Cravings for cigarettes may last for months, even once the other withdrawal symptoms are gone. Some people may find that their desire to smoke is especially strong when they’re stressed, although others may crave cigarettes when out with friends or bored.

Tobacco & Stress

Some people start smoking to manage stress. It’s important to recognize that stress is normal and that there are many healthy ways to manage it.

MYTH: Nicotine helps reduce stress.

TRUTH: Nicotine is not an effective way to manage stress.

Although nicotine may trick the brain into thinking smoking is useful for stress management, smoking is just a distraction. In between periods of smoking, nicotine withdrawal increases heart rate, raises blood pressure, worsens mood and concentration, and ultimately increases overall stress levels. In the long-term, both mental and physical stress levels increase because of nicotine addiction.

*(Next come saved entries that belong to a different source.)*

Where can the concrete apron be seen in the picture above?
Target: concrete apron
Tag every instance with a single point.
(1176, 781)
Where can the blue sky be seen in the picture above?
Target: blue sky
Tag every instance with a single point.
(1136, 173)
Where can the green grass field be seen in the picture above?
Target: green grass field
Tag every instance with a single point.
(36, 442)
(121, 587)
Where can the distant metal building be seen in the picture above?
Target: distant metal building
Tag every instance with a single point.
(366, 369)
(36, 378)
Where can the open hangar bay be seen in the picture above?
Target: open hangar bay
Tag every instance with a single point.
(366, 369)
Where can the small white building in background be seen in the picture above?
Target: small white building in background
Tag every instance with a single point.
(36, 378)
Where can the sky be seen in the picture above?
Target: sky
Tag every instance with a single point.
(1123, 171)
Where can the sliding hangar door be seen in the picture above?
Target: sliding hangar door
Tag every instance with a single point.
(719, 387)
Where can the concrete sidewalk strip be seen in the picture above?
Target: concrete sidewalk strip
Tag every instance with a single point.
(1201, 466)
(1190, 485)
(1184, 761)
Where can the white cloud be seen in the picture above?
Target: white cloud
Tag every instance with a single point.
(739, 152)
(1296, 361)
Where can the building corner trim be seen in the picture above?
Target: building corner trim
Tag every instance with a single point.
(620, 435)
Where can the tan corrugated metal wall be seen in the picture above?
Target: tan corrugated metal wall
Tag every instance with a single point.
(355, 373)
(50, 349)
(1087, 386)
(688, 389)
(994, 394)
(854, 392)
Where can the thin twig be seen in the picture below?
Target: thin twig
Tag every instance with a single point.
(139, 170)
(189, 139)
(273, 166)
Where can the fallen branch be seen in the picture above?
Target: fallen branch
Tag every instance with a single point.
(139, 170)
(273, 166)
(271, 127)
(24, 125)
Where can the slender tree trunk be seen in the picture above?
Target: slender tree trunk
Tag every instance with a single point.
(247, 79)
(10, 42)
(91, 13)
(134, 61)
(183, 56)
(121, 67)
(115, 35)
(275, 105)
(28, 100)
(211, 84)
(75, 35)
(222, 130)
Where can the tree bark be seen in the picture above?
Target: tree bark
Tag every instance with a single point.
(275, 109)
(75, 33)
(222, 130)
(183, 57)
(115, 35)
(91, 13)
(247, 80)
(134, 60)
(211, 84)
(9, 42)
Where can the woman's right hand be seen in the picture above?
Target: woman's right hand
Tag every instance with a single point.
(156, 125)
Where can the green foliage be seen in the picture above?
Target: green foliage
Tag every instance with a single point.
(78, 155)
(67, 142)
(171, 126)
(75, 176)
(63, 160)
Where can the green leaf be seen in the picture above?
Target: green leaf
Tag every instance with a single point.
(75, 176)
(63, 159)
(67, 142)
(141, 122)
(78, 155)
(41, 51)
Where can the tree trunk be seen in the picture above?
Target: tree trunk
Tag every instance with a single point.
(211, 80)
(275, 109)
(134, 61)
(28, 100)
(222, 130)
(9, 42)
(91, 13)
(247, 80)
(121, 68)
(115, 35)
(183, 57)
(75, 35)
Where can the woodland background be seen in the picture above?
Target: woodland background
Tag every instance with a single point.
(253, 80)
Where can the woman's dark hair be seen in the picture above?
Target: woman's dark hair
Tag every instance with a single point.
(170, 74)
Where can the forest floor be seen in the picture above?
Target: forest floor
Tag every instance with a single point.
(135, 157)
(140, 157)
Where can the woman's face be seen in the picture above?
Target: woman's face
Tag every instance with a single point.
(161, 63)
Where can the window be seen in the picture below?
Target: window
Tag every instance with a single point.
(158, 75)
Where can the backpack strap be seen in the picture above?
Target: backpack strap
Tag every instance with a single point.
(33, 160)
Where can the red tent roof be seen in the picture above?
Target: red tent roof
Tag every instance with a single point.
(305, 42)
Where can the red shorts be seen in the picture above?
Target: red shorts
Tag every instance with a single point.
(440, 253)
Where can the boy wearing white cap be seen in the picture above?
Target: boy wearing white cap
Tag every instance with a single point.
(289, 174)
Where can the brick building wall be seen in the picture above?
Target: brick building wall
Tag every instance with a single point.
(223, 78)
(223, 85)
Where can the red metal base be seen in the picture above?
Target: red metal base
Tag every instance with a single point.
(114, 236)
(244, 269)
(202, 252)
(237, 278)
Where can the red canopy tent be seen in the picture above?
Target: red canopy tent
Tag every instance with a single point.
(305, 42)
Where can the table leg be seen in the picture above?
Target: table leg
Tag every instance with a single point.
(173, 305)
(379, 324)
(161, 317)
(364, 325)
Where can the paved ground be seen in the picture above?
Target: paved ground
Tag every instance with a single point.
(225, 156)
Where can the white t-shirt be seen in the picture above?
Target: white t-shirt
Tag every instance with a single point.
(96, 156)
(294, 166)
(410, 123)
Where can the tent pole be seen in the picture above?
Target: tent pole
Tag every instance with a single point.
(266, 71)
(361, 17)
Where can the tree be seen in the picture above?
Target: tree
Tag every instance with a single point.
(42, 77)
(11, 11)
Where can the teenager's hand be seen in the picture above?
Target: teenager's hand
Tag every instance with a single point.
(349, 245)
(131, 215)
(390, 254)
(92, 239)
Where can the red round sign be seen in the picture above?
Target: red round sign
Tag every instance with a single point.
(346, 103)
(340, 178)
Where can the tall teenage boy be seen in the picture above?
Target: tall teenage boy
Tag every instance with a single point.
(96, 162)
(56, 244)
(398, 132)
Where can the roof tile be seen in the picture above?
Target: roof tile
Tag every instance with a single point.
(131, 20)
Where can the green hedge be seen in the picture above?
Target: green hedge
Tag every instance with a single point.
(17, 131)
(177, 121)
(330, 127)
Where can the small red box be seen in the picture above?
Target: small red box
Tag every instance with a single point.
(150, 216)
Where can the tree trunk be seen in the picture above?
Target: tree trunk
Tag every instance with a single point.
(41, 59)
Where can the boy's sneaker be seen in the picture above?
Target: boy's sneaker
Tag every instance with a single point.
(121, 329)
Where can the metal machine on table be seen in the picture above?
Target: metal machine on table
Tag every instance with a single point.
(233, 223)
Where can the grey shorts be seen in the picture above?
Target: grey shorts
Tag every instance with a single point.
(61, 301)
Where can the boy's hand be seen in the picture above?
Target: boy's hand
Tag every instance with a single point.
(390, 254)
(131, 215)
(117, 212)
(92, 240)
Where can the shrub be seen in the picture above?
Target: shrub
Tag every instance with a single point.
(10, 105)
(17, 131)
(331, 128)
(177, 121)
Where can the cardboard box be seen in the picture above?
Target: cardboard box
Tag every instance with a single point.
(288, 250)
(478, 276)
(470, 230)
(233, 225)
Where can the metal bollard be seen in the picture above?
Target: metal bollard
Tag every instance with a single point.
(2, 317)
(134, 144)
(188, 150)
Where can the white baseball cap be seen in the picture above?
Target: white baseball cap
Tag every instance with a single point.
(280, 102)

A few effective methods to manage stress are: talking about it with friends, getting exercise, deep breathing, listening to music, and staying hydrated. If stress persists, professional help is available.



  1. Canadian Cancer Society (n.d.). Cigarettes-the hard truth. Canadian Cancer Society.
  2. CDC. (2021). Health Effects of Cigarette Smoking. Centers for Disease Control and Prevention.
  3. Center for Tobacco Products (2020). Keep Your Air Clear: How Tobacco Can Harm Your Lungs. U.S. Food and Drug Administration.
  4. Health Canada. (2013). Nicotine addiction -…
  5. Health Canada. (2015). Make Your Home and Car Smoke-free -…
  6. Health Canada. (2020). Smoking and your body -
  7. National Institute on Drug Abuse. “Is Nicotine Addictive?” National Institute on Drug Abuse, 12 Apr. 2021,
  8. Parrott A. C. (1999). Does cigarette smoking cause stress? The American psychologist, 54(10), 817–820.